In reality, there are a few instances where the attack methods of certain malware are so advanced that their behavior bears very little similarity to previous malware. For such newly emerged malware, the performance of MME may weaken. In such cases, drift sample detection methods [16, 17] can be used to identify such samples, as they deviate significantly from the original data distribution. Then, such overly advanced malware can be collected and labeled for updating models. We believe that utilizing the MME enhanced models in conjunction with periodic drift sample detection can better address the continuous evolution of malicious software.

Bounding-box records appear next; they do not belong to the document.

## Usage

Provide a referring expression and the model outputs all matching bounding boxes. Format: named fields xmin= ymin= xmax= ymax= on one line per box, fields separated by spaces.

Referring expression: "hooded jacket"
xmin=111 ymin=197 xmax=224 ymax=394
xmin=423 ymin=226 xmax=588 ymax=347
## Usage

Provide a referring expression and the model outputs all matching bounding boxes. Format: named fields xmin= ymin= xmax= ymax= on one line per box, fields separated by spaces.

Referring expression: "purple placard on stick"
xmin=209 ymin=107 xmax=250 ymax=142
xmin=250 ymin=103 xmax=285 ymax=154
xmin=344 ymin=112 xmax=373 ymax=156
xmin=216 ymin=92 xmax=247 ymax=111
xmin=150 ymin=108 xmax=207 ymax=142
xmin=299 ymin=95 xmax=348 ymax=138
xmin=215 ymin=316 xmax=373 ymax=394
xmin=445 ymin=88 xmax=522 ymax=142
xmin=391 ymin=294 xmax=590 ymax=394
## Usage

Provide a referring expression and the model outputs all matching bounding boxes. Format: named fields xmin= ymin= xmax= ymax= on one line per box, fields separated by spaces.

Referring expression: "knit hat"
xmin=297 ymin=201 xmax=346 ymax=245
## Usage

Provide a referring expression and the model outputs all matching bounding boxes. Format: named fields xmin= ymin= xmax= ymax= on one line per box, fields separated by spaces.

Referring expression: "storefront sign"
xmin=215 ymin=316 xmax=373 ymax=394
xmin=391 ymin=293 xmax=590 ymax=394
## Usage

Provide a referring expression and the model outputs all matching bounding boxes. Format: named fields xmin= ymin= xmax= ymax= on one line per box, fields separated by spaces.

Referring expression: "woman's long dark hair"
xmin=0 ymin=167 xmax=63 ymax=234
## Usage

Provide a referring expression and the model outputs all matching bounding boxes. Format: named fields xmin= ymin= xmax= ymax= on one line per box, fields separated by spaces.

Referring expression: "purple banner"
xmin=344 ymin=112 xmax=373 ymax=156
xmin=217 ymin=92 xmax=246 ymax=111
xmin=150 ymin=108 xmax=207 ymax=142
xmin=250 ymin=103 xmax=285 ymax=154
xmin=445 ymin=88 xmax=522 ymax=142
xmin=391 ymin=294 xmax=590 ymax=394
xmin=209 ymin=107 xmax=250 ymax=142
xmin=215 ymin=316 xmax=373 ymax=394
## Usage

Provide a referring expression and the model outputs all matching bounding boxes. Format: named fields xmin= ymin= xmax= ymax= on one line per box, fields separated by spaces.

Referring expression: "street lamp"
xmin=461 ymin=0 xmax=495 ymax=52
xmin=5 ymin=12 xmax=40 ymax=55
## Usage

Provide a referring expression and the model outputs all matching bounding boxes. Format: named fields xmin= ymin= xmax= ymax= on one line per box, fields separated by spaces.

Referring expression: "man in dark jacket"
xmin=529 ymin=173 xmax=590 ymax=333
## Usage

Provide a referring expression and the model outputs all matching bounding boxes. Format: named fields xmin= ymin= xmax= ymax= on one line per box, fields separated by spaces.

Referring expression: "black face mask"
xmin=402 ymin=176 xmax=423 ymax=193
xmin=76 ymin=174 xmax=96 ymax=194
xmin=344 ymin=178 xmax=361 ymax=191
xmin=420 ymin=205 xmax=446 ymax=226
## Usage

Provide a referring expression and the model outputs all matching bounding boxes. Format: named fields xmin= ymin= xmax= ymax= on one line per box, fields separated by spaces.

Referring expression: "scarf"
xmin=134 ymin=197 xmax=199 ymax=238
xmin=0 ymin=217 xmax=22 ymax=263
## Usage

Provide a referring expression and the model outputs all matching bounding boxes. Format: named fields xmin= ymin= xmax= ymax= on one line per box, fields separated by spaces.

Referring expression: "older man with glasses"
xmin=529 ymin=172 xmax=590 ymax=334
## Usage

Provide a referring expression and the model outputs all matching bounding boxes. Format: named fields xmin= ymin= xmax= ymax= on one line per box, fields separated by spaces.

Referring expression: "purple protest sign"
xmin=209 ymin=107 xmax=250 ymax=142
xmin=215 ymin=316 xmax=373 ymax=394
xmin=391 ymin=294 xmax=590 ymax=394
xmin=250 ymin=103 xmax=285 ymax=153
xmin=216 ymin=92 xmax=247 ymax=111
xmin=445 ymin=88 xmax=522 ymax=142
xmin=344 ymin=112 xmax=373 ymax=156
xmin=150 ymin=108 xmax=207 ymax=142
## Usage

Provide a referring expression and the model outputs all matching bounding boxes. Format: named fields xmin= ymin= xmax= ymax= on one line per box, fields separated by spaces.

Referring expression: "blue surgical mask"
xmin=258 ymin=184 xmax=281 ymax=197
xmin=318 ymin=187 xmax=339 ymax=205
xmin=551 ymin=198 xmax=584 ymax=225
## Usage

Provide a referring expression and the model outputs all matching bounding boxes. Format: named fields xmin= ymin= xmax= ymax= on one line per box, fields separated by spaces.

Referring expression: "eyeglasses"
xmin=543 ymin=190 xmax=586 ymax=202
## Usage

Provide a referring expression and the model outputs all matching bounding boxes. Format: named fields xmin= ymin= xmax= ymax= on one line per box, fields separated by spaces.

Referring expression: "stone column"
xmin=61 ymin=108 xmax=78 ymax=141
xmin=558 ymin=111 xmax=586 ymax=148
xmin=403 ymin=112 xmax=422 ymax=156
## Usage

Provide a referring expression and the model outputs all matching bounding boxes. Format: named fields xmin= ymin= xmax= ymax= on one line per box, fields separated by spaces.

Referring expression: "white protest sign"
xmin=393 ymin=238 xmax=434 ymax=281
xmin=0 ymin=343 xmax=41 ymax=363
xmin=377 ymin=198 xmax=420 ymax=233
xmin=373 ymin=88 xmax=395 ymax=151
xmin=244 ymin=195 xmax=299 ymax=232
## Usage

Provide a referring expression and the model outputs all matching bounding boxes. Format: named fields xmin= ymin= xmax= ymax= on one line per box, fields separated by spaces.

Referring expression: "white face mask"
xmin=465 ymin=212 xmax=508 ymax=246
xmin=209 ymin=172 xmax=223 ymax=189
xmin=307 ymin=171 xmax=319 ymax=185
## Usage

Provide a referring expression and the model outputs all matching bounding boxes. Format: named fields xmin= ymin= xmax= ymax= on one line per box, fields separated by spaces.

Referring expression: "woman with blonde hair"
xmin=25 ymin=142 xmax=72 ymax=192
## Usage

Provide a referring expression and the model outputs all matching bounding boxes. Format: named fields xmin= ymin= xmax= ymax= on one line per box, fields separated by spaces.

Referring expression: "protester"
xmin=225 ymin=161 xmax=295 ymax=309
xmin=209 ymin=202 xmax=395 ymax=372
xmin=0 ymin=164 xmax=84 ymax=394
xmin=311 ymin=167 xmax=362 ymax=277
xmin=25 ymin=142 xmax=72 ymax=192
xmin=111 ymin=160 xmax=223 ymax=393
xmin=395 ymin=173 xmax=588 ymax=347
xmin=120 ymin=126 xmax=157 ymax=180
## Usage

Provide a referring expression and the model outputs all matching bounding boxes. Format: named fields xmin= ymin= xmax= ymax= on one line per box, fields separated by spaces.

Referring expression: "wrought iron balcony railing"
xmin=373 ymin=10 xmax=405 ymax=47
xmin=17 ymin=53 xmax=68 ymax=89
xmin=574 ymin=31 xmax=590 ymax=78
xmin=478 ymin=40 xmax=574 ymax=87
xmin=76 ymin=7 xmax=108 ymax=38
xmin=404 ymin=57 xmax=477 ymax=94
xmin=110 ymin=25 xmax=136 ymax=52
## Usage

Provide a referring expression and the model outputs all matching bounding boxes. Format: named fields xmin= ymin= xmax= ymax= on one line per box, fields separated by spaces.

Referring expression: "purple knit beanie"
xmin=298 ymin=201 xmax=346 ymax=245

To obtain the raw API sequences, sandboxes are widely used to execute malware inside virtual machines and monitor APIs with API hooking techniques. Sandbox evasion refers to techniques employed by malware to avoid detection or analysis within a sandbox environment [49]. For example, when malware detects that it is running within a sandbox environment, it can refrain from executing any malicious operations, or even disguise itself as a legitimate application to exhibit benign behavior. The key to combating such “environment-aware” malware is to optimize the sandbox environment to closely resemble a real system environment. In the sandbox used for experiments, we simulate some user actions (such as clicking a button, typing some texts, etc.) to trigger malware real behaviors. We further utilize the statistical model proposed by Miramirkhani et al. [50] to optimize and fine-tune the sandbox, making it even closer to a real system environment. We believe these operations can help the sandbox capture the real API sequences of malware. In future works, solutions [51, 52, 53, 54] focusing on detecting sandbox evasion can be used to further optimize this issue.